I worked it out how many Septembers have been and gone since I left school today. And, because it’s been so long, it took me a long time to work out. Maths is not my forte.
Anyways, there’s been 10 – 10 – whole Septembers since I did the whole WH Smith trolley dash for Purple Ronnie three-ring binders and gel pens, 10 Septembers since I went to Clarks to stick my feet in that fun machine that measured, and at the same time threatened to crush, your feet, and 10 Septembers since you pricked your fingers a thousand times trying to sew in little name badges to your PE kit before giving up and passing the task over to your mum.
In those 10 Septembers, though, I haven’t quite managed to learn that, come the second week of September, I’m not going back to school. Instead, I will instead get up on Monday and again head into the same office building I’ve been heading into weekly for the past five years.
Not that this stops me from going on an early September ‘back to school’ shop. You totally do one too. You just don’t realise.
Here’s what you buy in September, because you just can’t handle the fact that you don’t still go to school.

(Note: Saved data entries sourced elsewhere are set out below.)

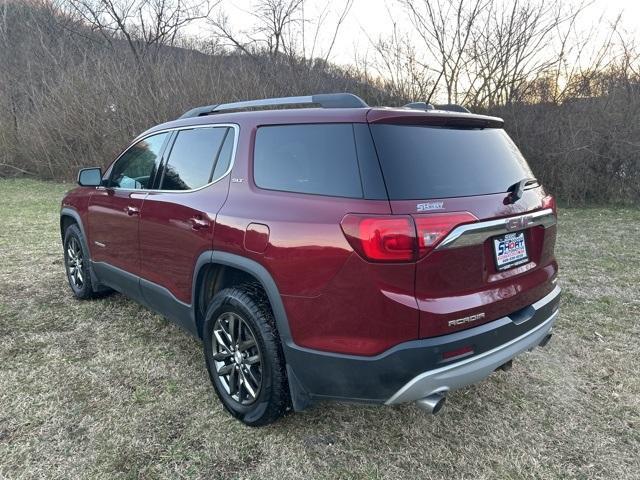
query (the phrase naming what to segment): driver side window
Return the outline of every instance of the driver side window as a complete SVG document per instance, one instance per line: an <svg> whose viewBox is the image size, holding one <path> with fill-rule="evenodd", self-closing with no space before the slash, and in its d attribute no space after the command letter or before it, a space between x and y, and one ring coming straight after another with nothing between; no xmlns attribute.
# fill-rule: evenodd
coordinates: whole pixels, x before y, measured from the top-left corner
<svg viewBox="0 0 640 480"><path fill-rule="evenodd" d="M123 153L113 166L109 187L136 190L151 188L160 165L162 145L168 135L152 135Z"/></svg>

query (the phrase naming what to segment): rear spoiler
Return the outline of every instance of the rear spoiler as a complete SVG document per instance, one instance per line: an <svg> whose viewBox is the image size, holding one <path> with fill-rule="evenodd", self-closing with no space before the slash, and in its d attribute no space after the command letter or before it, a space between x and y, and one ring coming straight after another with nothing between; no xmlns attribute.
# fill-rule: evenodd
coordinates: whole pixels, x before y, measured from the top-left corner
<svg viewBox="0 0 640 480"><path fill-rule="evenodd" d="M367 113L369 123L400 125L432 125L460 128L503 128L504 120L488 115L443 110L420 111L412 108L372 108Z"/></svg>

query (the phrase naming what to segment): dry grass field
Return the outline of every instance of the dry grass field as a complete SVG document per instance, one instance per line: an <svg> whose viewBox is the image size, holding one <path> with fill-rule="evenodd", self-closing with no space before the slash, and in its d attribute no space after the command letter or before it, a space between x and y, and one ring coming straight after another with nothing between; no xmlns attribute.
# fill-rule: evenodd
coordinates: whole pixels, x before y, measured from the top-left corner
<svg viewBox="0 0 640 480"><path fill-rule="evenodd" d="M70 185L0 180L0 478L640 478L640 210L561 210L555 336L414 406L225 413L200 344L63 273Z"/></svg>

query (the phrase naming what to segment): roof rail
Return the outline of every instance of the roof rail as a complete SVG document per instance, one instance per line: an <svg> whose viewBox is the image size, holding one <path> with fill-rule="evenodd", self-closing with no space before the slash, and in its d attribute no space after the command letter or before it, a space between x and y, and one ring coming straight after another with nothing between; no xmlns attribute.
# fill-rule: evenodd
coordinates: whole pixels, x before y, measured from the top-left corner
<svg viewBox="0 0 640 480"><path fill-rule="evenodd" d="M219 103L197 107L182 114L179 118L200 117L229 110L242 110L255 107L275 107L284 105L320 105L322 108L363 108L368 107L364 100L353 93L320 93L301 97L265 98L243 102Z"/></svg>
<svg viewBox="0 0 640 480"><path fill-rule="evenodd" d="M431 105L426 102L412 102L404 105L404 108L413 108L415 110L444 110L447 112L461 112L471 113L468 109L462 105L456 105L455 103L447 103L443 105Z"/></svg>

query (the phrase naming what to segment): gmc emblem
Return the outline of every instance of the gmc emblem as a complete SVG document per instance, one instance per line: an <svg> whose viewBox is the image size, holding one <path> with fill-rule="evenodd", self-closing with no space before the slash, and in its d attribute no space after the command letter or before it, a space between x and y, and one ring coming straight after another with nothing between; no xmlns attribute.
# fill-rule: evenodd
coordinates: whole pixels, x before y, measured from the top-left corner
<svg viewBox="0 0 640 480"><path fill-rule="evenodd" d="M505 225L507 230L522 230L533 223L533 215L524 215L522 217L507 218Z"/></svg>

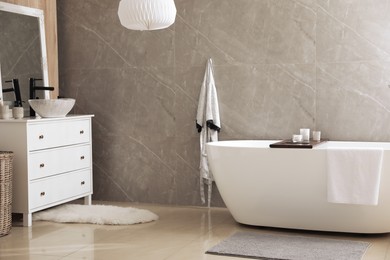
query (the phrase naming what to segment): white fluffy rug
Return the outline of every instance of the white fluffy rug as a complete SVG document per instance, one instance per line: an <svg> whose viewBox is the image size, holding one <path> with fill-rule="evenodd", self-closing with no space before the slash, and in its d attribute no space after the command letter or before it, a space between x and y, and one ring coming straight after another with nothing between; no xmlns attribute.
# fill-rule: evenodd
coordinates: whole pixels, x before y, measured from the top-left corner
<svg viewBox="0 0 390 260"><path fill-rule="evenodd" d="M157 220L149 210L109 205L65 204L33 214L33 220L100 225L131 225Z"/></svg>

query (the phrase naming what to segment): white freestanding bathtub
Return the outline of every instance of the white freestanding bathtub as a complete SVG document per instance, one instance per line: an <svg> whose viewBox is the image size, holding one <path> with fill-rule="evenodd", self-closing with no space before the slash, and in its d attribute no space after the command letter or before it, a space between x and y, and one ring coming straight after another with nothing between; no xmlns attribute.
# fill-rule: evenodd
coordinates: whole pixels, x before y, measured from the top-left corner
<svg viewBox="0 0 390 260"><path fill-rule="evenodd" d="M313 149L269 148L272 141L207 143L211 170L234 219L305 230L390 232L390 143L325 142ZM378 205L327 201L326 149L382 147Z"/></svg>

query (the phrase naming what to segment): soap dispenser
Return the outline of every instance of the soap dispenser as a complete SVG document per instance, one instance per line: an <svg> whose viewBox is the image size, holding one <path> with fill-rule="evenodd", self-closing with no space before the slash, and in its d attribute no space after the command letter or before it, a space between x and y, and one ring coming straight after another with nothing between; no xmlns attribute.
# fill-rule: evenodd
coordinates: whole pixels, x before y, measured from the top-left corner
<svg viewBox="0 0 390 260"><path fill-rule="evenodd" d="M14 107L12 108L12 116L15 119L22 119L24 117L22 101L17 100L14 102Z"/></svg>

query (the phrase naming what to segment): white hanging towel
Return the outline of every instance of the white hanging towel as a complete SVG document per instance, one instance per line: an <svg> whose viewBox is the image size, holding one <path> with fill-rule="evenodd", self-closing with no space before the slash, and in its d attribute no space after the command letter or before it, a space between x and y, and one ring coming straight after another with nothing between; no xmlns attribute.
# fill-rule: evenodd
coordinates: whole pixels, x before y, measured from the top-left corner
<svg viewBox="0 0 390 260"><path fill-rule="evenodd" d="M196 127L200 133L200 196L205 203L204 186L208 186L208 207L211 203L213 174L209 170L206 153L206 143L218 141L218 132L221 129L219 119L218 97L215 88L212 60L208 59L206 72L199 94Z"/></svg>
<svg viewBox="0 0 390 260"><path fill-rule="evenodd" d="M328 202L378 205L383 149L327 150Z"/></svg>

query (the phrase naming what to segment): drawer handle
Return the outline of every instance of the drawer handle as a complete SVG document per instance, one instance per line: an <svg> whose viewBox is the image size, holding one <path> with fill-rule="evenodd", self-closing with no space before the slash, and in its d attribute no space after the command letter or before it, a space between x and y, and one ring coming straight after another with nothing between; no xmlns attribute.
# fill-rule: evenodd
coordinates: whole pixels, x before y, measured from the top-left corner
<svg viewBox="0 0 390 260"><path fill-rule="evenodd" d="M45 167L45 164L44 164L44 163L41 163L41 164L39 165L39 168L43 168L43 167Z"/></svg>
<svg viewBox="0 0 390 260"><path fill-rule="evenodd" d="M46 193L45 193L44 191L42 191L42 192L41 192L41 197L45 196L45 194L46 194Z"/></svg>
<svg viewBox="0 0 390 260"><path fill-rule="evenodd" d="M84 134L84 130L80 130L80 134L81 134L81 135Z"/></svg>
<svg viewBox="0 0 390 260"><path fill-rule="evenodd" d="M81 155L80 160L84 160L84 159L85 159L84 155Z"/></svg>
<svg viewBox="0 0 390 260"><path fill-rule="evenodd" d="M40 136L39 136L39 140L42 140L43 138L44 138L43 135L40 135Z"/></svg>
<svg viewBox="0 0 390 260"><path fill-rule="evenodd" d="M84 184L85 184L85 181L82 181L82 182L81 182L81 185L84 185Z"/></svg>

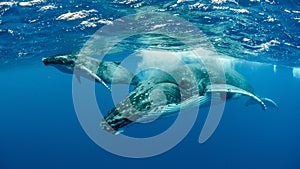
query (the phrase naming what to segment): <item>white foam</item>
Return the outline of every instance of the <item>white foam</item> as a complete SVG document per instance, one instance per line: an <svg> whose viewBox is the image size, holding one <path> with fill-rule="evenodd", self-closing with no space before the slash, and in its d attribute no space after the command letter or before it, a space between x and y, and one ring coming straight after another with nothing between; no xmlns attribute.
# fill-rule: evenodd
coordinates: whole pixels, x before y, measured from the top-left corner
<svg viewBox="0 0 300 169"><path fill-rule="evenodd" d="M31 3L43 3L43 2L46 2L46 0L32 0Z"/></svg>
<svg viewBox="0 0 300 169"><path fill-rule="evenodd" d="M97 26L97 24L95 24L95 23L93 23L93 22L89 22L89 21L82 21L82 22L80 23L80 25L83 25L83 26L85 26L85 27L96 27L96 26Z"/></svg>
<svg viewBox="0 0 300 169"><path fill-rule="evenodd" d="M121 1L119 2L119 4L132 4L132 3L135 3L137 2L137 0L124 0L124 1Z"/></svg>
<svg viewBox="0 0 300 169"><path fill-rule="evenodd" d="M19 6L29 7L29 6L33 6L33 5L44 3L44 2L46 2L46 0L32 0L32 1L27 1L27 2L19 2Z"/></svg>
<svg viewBox="0 0 300 169"><path fill-rule="evenodd" d="M213 9L230 10L236 13L250 13L247 9L229 8L228 6L213 6Z"/></svg>
<svg viewBox="0 0 300 169"><path fill-rule="evenodd" d="M11 29L8 29L8 30L7 30L7 32L8 32L8 33L10 33L11 35L13 35L13 34L14 34L14 31L13 31L13 30L11 30Z"/></svg>
<svg viewBox="0 0 300 169"><path fill-rule="evenodd" d="M295 17L293 19L296 20L296 21L298 21L298 22L300 22L300 17L299 18Z"/></svg>
<svg viewBox="0 0 300 169"><path fill-rule="evenodd" d="M19 6L33 6L31 2L19 2Z"/></svg>
<svg viewBox="0 0 300 169"><path fill-rule="evenodd" d="M289 9L284 9L284 12L286 12L286 13L296 13L296 14L299 14L299 13L300 13L300 11L296 11L296 10L291 11L291 10L289 10Z"/></svg>
<svg viewBox="0 0 300 169"><path fill-rule="evenodd" d="M249 38L243 38L243 41L244 42L249 42L251 39L249 39Z"/></svg>
<svg viewBox="0 0 300 169"><path fill-rule="evenodd" d="M13 6L15 2L0 2L0 7L1 6Z"/></svg>
<svg viewBox="0 0 300 169"><path fill-rule="evenodd" d="M87 16L89 16L90 13L93 13L93 12L98 12L98 11L95 9L91 9L91 10L82 10L82 11L78 11L78 12L68 12L68 13L60 15L59 17L56 18L56 20L71 21L71 20L76 20L76 19L83 19L83 18L86 18Z"/></svg>
<svg viewBox="0 0 300 169"><path fill-rule="evenodd" d="M112 21L109 21L109 20L106 20L106 19L100 19L100 18L97 18L97 17L93 17L93 18L90 18L86 21L82 21L80 23L80 25L84 26L84 27L96 27L97 24L105 24L105 25L112 25L113 22Z"/></svg>
<svg viewBox="0 0 300 169"><path fill-rule="evenodd" d="M273 71L274 71L274 73L277 72L277 65L273 65Z"/></svg>
<svg viewBox="0 0 300 169"><path fill-rule="evenodd" d="M36 22L36 21L38 21L38 19L29 20L28 22L29 22L29 23L34 23L34 22Z"/></svg>
<svg viewBox="0 0 300 169"><path fill-rule="evenodd" d="M300 11L296 11L296 10L295 10L295 11L292 11L292 12L293 12L293 13L300 13Z"/></svg>
<svg viewBox="0 0 300 169"><path fill-rule="evenodd" d="M228 10L228 6L213 6L213 9L219 9L219 10Z"/></svg>
<svg viewBox="0 0 300 169"><path fill-rule="evenodd" d="M214 4L222 4L222 3L225 3L227 0L211 0L211 3L214 3Z"/></svg>
<svg viewBox="0 0 300 169"><path fill-rule="evenodd" d="M267 19L266 19L267 22L274 22L275 20L276 19L273 18L272 16L268 16Z"/></svg>
<svg viewBox="0 0 300 169"><path fill-rule="evenodd" d="M38 12L42 12L42 11L47 11L47 10L52 10L52 9L56 9L57 7L55 5L46 5L41 7Z"/></svg>
<svg viewBox="0 0 300 169"><path fill-rule="evenodd" d="M293 68L293 77L300 78L300 67Z"/></svg>
<svg viewBox="0 0 300 169"><path fill-rule="evenodd" d="M197 2L197 3L193 4L193 5L189 5L189 9L190 9L190 10L191 10L191 9L200 9L200 8L202 8L202 7L205 7L205 5L204 5L204 4L201 4L201 3L199 3L199 2Z"/></svg>
<svg viewBox="0 0 300 169"><path fill-rule="evenodd" d="M267 3L271 4L271 5L274 5L274 4L275 4L275 1L274 1L274 0L272 0L272 1L270 1L270 0L265 0L265 2L267 2Z"/></svg>
<svg viewBox="0 0 300 169"><path fill-rule="evenodd" d="M177 4L180 4L182 2L191 2L191 1L194 1L194 0L177 0Z"/></svg>
<svg viewBox="0 0 300 169"><path fill-rule="evenodd" d="M247 9L235 9L235 8L229 8L229 10L234 11L236 13L250 13Z"/></svg>
<svg viewBox="0 0 300 169"><path fill-rule="evenodd" d="M278 46L280 42L277 40L270 40L269 42L262 43L256 47L260 48L259 51L268 51L271 46Z"/></svg>
<svg viewBox="0 0 300 169"><path fill-rule="evenodd" d="M238 2L235 0L211 0L211 3L214 3L214 4L223 4L226 2L232 2L232 3L235 3L238 5Z"/></svg>
<svg viewBox="0 0 300 169"><path fill-rule="evenodd" d="M112 25L113 24L112 21L109 21L109 20L106 20L106 19L99 19L98 23L106 24L106 25Z"/></svg>

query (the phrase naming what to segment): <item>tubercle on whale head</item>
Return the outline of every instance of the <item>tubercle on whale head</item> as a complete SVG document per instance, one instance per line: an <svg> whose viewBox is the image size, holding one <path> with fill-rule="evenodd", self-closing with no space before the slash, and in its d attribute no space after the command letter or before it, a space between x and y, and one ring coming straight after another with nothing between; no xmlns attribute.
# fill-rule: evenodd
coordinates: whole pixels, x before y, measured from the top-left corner
<svg viewBox="0 0 300 169"><path fill-rule="evenodd" d="M105 130L113 135L118 135L124 131L123 129L115 129L114 127L109 125L105 119L102 119L102 121L100 123L100 127L102 130Z"/></svg>
<svg viewBox="0 0 300 169"><path fill-rule="evenodd" d="M126 99L126 101L129 100ZM142 114L131 114L131 112L136 111L129 107L124 107L124 104L118 104L102 119L100 127L109 133L117 135L123 132L124 127L128 127L129 124L135 122L142 116Z"/></svg>
<svg viewBox="0 0 300 169"><path fill-rule="evenodd" d="M44 63L44 65L53 66L60 71L68 74L73 73L73 68L75 67L76 60L76 55L57 55L42 58L42 62Z"/></svg>
<svg viewBox="0 0 300 169"><path fill-rule="evenodd" d="M112 134L115 134L115 135L116 135L116 133L117 133L117 130L115 130L112 126L110 126L110 125L107 123L107 121L106 121L105 119L103 119L103 120L101 121L100 127L101 127L103 130L105 130L105 131L107 131L107 132L109 132L109 133L112 133Z"/></svg>

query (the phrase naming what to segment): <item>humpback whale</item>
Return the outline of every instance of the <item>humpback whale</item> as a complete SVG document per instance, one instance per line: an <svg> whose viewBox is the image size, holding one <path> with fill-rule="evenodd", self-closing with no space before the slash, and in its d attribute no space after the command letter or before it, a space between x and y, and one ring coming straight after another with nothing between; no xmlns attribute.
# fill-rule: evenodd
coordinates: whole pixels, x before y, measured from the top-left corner
<svg viewBox="0 0 300 169"><path fill-rule="evenodd" d="M101 62L91 57L78 57L77 55L58 55L52 57L44 57L42 61L45 65L51 65L60 71L72 74L74 70L81 72L77 75L91 79L94 78L97 82L102 83L108 90L107 84L132 84L136 85L139 79L129 72L126 68L120 65L119 62Z"/></svg>
<svg viewBox="0 0 300 169"><path fill-rule="evenodd" d="M182 108L205 105L210 102L212 93L219 94L221 100L244 95L249 97L246 106L258 103L263 110L267 106L278 109L273 100L257 96L246 79L229 68L222 72L215 66L190 63L175 67L169 73L161 71L141 81L118 62L77 55L46 57L42 61L65 73L80 70L80 76L93 77L108 90L107 84L111 83L135 85L129 95L111 109L100 123L102 129L113 134L122 132L135 122L169 117Z"/></svg>
<svg viewBox="0 0 300 169"><path fill-rule="evenodd" d="M267 106L278 109L273 100L255 95L253 87L235 70L226 69L225 81L220 79L223 72L217 70L202 64L187 64L172 70L173 76L161 72L141 81L123 101L109 111L100 126L110 133L118 134L134 122L169 117L176 115L182 108L205 105L210 102L211 93L220 94L221 100L244 95L249 97L246 105L258 103L263 110ZM194 82L191 80L193 78ZM151 96L156 90L158 94Z"/></svg>

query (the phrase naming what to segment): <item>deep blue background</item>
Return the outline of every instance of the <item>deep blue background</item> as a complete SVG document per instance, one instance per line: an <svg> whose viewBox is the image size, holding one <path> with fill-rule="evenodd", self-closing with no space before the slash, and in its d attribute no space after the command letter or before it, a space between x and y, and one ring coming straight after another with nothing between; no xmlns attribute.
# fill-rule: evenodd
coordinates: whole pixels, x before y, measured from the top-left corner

A nice pair of sensible shoes
Because the law says that shoe shops are legally only allowed to sell brogues and/or tassel loafers during September. It’s written in an ancient creed from the Medieval times that also denotes the necessity of going to Marks & Spencers to buy lingerie and nowhere else. Srsly, though – how preppy is the shoe selection around this time? It’s like Office, Clarks and ASOS have banded together to turn your feet into budget versions of Blair Waldorf’s. Nevertheless, you dutifully invest in a sturdy pair of brown or black leather (or as near a synthetic material as your budget can afford) and bugger off down the road with your newly infantilised feet.
A kilt
EVERY YEAR. Even when kilts and tartans don’t come close to fitting in with aesthetics that a particular autumn ‘look’ requires, someone, somewhere stocks a red pleated one in their store and the fashion magazines spew forth a bevy of unending fashion stories on ‘the return of Anglomania’, ‘why Cher Horowitz is your style icon’, and ‘back to school skirts you don’t want to miss’. Team with knee-high socks and your silly sensible shoes (see above) for maximum impact.
A PE kit
Or, whatever the adult version of it is. Probably leggings and a sports bra from Primark. Because just as January is a time for ‘NEW YEAR NEW YOU’, you still see September as time to turn over a new leaf in time to start the school year off right. Ergo the attempts at self-betterment by joining the gym. In truth, the dates of the new school year haven't affected me in years but like fuck if I’m going to only let the kids have their fresh start attempts twice a year.
A ‘nice jumper’
Because the knitwear industry is a beast of a marketing giant and will 900% destroy anyone that doesn’t prepare for the upcoming, marginally cooler weather by purchasing an itchy wool jumper that’ll bring you out in itchy stress hives three minutes after you put it on. Jumpers are horrible, and there’s no such thing as ‘a nice jumper’, no matter what Marks & Spencers and your mum wants you to believe. They’re hot and sweaty, and now you’re not forced to wear them like you were at school, you don’t need one.